Clea dropped her bag, and it made a loud thud on the ground. Shedding the weight, she prepared her hands. Ryson finding Dae gave her hope. Maybe Catagard, Idan, Merune, and any other Ruedain contacts were still there somewhere. At this point, she’d already feared they’d lost them all.
Ryson stepped aside, opening the black rift. Steeling herself, she took a breath and, against Dae’s protests, stepped through the portal.
†††
Heat, smoke, and death greeted her in a putrid wave that stole her breath. There were no traces of Ruedom, just miles of swollen, burning flesh and carnage. Beyond the wasteland, something moved before the firelit smoke, deep inside the city walls and far beyond what seemed to be the lines where Veilin had held their last defense.
She took in the horror of it all, thinking for a moment that the survivors Dae referenced were huddled in a mass near one wall, only to see them crushed, the bodies pressed down into the earth in a ghastly ensemble of limbs, like a spidery mass of blood and bone.
There were more horrors of similar caliber in every direction, people trapped in alternating poses of escape and battle. Finding survivors suddenly seemed to be an impossible task. Any hope she had of finding anyone she knew evaporated.
“Ten minutes,” Ryson reminded her, though when she turned, he wasn’t there. She tuned into her senses, pouring throughthe devastation where they remained in a forest of death and fire. She sprinted forward, following her senses to one victim and then another. Her mind became a focused scalpel, ignoring everything else; every horrible shape became blackness in the periphery.
“Here!” she shouted, patching up a mortal wound before Prince’s mask appeared. The portal opened next to it, and Prince delivered the body through it. She sprinted on, tracking signs of life through her senses. “Here!” she called, finding another, and then another. The seconds pounded on, and then when she sprinted toward one last person, a portal swallowed her whole. She staggered atop an elevated tower lost in a storm of wind and smoke. Prince’s mask hovered near another portal.

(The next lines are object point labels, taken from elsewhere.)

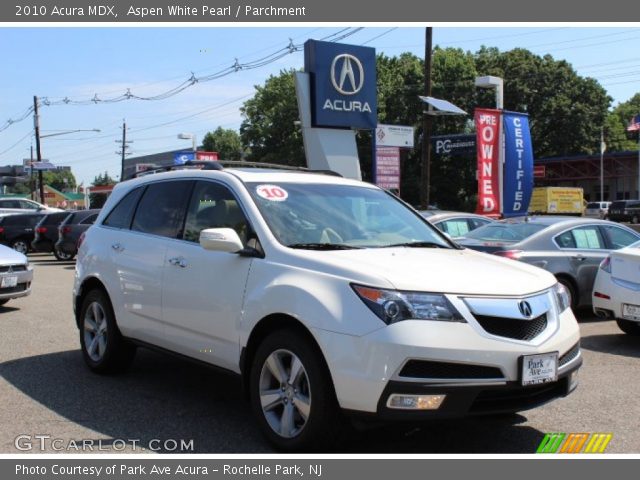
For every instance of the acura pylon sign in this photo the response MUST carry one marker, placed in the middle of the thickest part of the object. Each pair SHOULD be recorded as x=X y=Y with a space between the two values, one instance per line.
x=343 y=84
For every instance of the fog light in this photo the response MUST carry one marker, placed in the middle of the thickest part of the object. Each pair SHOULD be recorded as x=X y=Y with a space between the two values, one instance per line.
x=573 y=380
x=415 y=402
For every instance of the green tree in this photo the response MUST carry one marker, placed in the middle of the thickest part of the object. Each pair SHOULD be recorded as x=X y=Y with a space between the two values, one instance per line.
x=97 y=200
x=224 y=141
x=268 y=128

Clea looked for Ryson, but he was nowhere to be seen.
It’s time,Prince said.
“Where is Ryson? What’s about to happen?” she asked, heart pounding, skin and clothes covered in sweat.
She turned as an explosion echoed powerfully across the wasteland with a searing blast of cold and ice. She realized she was standing on a tower that had once been a portion of Ruedom’s walls. The air grew suddenly cold, the wind whipping with traces of snow blackened by cien, smoke, and ash.
Above her, the sky churned, a black hurricane rimmed with flickering veins of crimson light.
Prince’s mask looked red, reflecting the lights around them.
Our battle now begins, he said.I am afraid life will not survive it. You must return.